The implication that Elsie Palmer, at sixteen and a half, could afford to distinguish between her admirers, obscurely infuriated the spinster Aunt Ada.

She began to tremble with wrath, and white dents appeared at the corners of her mouth and nostrils. “You’re not the first gurl whose talked that way, and ended by disgracing herself and her family,” she cried shrilly. “If I were your mother, I’d give you a sound whipping, I declare to goodness I would.”

Elsie shot a vicious look at her aunt out of the corners of her slanting eyes. “Are the grapes sour, Aunt Ada?” she asked insolently.

Aunt Ada turned white. “D’you hear that, Edie?” she gasped.

“Yes, I do,” said Mrs. Palmer vigorously, “and I’m not going to put up with it, not for a single instant. Elsie Palmer, you beg your auntie’s pardon directly minute.”

“I won’t.”

The vast figure of Mrs. Palmer in her Sunday black frock upreared itself and stood, weighty and menacing, over her child. She had never hit either of her daughters since childhood, but neither of them had ever openly defied her.

“Do as I say.”

“N-no.”

Elsie’s voice quavered, and she burst into tears. Mrs. Palmer let out a sigh of relief. She knew that she had won.

“Do—as—I—say.”

“I’m sure I’m very sorry, Aunt Ada, if I said what I didn’t ought.”

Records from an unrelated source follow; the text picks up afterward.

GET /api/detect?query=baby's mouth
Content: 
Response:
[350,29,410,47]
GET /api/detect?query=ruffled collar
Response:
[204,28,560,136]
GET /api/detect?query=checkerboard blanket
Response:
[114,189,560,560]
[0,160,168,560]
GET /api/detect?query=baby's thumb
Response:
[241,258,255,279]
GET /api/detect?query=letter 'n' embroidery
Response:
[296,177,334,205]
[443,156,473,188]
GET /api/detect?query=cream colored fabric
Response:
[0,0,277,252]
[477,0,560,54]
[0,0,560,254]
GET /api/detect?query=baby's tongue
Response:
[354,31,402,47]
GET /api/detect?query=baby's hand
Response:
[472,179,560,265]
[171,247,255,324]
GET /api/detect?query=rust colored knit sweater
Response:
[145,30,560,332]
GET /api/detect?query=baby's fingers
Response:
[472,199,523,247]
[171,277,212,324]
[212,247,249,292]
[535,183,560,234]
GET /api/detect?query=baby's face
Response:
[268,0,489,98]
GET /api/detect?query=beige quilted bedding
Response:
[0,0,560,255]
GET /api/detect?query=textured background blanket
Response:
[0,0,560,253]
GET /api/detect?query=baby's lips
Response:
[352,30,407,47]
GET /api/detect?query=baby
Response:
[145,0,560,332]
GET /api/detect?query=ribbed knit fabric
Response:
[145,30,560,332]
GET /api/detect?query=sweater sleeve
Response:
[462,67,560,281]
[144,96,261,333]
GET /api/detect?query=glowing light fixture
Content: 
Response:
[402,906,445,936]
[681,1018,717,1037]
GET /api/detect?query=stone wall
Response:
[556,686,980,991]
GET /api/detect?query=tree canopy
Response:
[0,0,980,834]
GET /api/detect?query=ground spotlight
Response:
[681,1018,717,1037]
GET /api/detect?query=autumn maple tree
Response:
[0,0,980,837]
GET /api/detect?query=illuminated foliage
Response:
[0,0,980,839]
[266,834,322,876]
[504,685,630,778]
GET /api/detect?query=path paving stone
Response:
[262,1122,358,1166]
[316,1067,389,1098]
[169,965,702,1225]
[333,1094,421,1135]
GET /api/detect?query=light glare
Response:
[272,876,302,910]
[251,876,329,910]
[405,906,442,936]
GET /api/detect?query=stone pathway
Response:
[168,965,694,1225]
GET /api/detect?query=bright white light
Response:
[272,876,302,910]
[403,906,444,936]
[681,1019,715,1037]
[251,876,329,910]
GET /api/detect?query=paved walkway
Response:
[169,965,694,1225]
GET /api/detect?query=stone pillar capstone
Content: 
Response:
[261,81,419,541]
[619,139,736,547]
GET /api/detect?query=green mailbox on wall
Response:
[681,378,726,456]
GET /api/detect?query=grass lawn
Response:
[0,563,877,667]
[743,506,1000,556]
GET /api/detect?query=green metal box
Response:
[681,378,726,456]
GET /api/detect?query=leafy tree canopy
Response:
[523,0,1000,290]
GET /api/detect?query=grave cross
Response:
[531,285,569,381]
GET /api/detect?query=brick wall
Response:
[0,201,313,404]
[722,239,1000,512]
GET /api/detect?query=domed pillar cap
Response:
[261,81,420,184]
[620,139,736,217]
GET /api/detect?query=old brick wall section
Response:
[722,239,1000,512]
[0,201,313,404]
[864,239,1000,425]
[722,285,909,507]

“It isn’t what you said, dear,” said Aunt Ada untruthfully. “It was the way you said it.”

There was a silence.

Then Mrs. Palmer pursued her advantage. “You may as well understand, Elsie, that this isn’t going on. I haven’t got the time, nor yet the strength, to go chasing after you all day long. I know well enough you’re not to be trusted—out of the house the minute my back’s the other way—and coming in at all hours, and always a tale of some sort to account for where you’ve been. So, my lady, you’ve got to make up your mind to a different state of things. What’s it to be: a job as a typewriter, or apprenticed to the millinery? Your kind Aunt Gertie’s got a friend in the business, and she’s offered to speak for you.”

“I’d rather the typing,” said Elsie sullenly.

“Then you’ll come with me and see about a post to-morrow morning as ever is,” said Mrs. Palmer. “It’s your own doing. You could have stayed at home like a lady, helping Mother and Geraldine, if you’d cared to. But I’m not going to have any gurl of mine getting herself a name the way you’ve been doing.”

“I suppose I can go now?”

“You can go if you want to,” said Mrs. Palmer, flushed with victory. “And mind and remember what I’ve said, for I mean every word of it.”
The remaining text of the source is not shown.